Using predictive analytic tools could sync the harvest and the packers, as well as machines and delivery trucks required on any given day; and the harvest itself could be optimized based on demand.
IoT device installations in agriculture is estimated to touch 75 million in 2020, up from 30 million in 2015, with a compound annual growth rate of 20%. Farmers who use IoT in a big way have already started reaping rich rewards. For instance, farms in the USA applying IoT technologies extensively reap a yield of 7,340 kg of cereal per hectare, compared to the global average of 3,851 kg of cereal per hectare.
Healthcare
IoT brings potentially new life-saving capabilities to healthcare. It heralds massive quality improvements and processes.
IoT technology can spare patients from making clinic visits, as self-monitoring and management of health become easy and reliable. IoT powered biometric devices enable people to monitor vital signs and transmit the data to their healthcare providers. Built-in alerts on vital parameters breaching set thresholds, prompts remedial action.
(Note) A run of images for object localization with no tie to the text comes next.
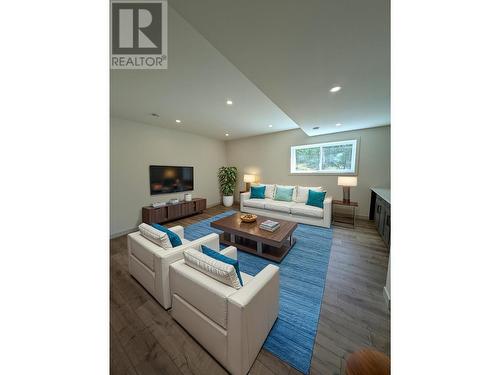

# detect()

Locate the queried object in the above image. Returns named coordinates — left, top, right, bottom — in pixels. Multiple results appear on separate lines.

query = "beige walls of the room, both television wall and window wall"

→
left=110, top=118, right=390, bottom=236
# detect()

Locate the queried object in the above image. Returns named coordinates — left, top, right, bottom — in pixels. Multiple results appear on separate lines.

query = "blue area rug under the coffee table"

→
left=184, top=211, right=333, bottom=374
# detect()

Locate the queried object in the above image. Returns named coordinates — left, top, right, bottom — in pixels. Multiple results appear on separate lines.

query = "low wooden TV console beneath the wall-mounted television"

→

While wearable devices already provide self-diagnosis and predictive capabilities, what is on offer now is just the tip of the iceberg, compared to the possibilities. A wide range of wearables, from conventional watches that track fitness to clothing that monitors respiration rate, and from football helmets with impact detection capabilities to smart glasses that enable augmented reality are all set to become commonplace, even as the next wave of wearable technology threatens to make these innovative gadgets itself obsolete! These wearables generate biometric and environmental data that enable smart decision-making capabilities.
For healthcare providers, collating data from various sources and analyzing them into actionable console improves productivity manifold. This allows treating more patients in less time. Integration of big data systems provide holistic information on the patient’s lifestyle, history, medication, and other key traits, improving the quality of consultation drastically. The availability of continuous data on a real time basis allows healthcare providers to anticipate trends at both individual and macro level, enabling proactive intervention, to preempt disease rather than try and cure it after it comes to pass.
About 60% of healthcare providers already have some sort of IoT capabilities and this figure is set to rise to 85% of businesses by 2019.
Automobiles
A key area of interest in IoT is the emergence of smart vehicles, which has the potential to change transportation as we know it today.
IoT is all set to connect large number of vehicles to one another. Such connected vehicles sense and analyze information from the environment to make optimal routing and offer maximum comfort to the occupants.
Automobile companies may monitor and control vehicles from a central console, track performance of the engine and other components to ensure proactive maintenance, respond in real time to mechanical issues, and do more.
The emergence of autonomous vehicles on-call will change the very nature of commute, and radically overhaul the very concept of public transportation system.
Goldman Sachs Research estimates more than 12 billion devices already connected to the Internet of Things and this number is expected to surge to 30 billion by 2020. Its impact on the world as we know it today will be just as profound as the disruption caused by the invention of the steam engine and internal combustion engines.